O debate sobre habitação que se tem vindo a fazer tem tanto de perverso como de incoerente. Perverso, porque quase todas as posições públicas tratam a questão como se fosse possível ir ao mercado e comprar casas disponíveis, uma mera aquisição como se de arroz se tratasse; incoerente, porque parece que, de um momento para o outro, esquecemos tudo o que se passou nos últimos quinze anos.

Com a grande crise do subprime que se iniciou nos Estados Unidos da América em Julho 2007, alastrada ao espaço europeu a partir do ano seguinte e provocadora de intervenções externas em vários países da União Europeia, os setores da construção e do imobiliário tiveram uma profunda retração.

Entre 2010 e 2015, o nosso país quase não viu nascer novos processos de construção de habitação, as vendas eram muito reduzidas e os bancos tinham em carteira milhares de frações. A edificação destinava-se principalmente aos Vistos Gold.

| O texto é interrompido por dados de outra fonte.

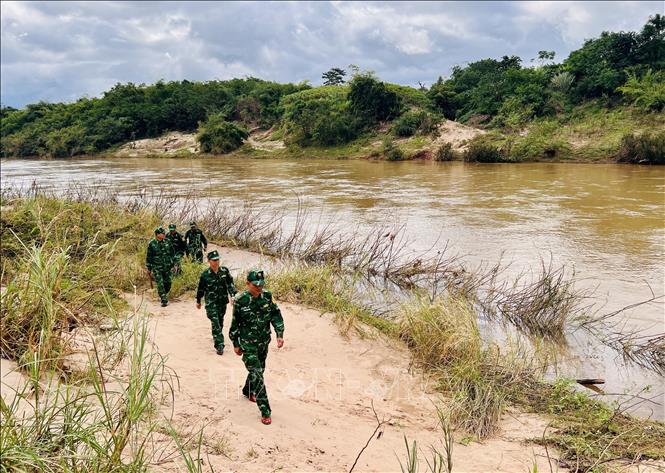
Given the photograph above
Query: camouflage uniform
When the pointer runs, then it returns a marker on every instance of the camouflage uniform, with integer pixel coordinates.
(179, 247)
(250, 330)
(216, 288)
(159, 261)
(196, 243)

A partir de 2014, o país retomou o crescimento, os mercados começaram a renascer, mas o setor da construção tinha sofrido uma sangria de operários qualificados. Centenas de empresas não voltariam a ter atividade, muitas delas passaram a construir para novos interessados e a reabilitação, fruto de um aumento muito significativo do turismo e do alojamento local, deu um salto enorme.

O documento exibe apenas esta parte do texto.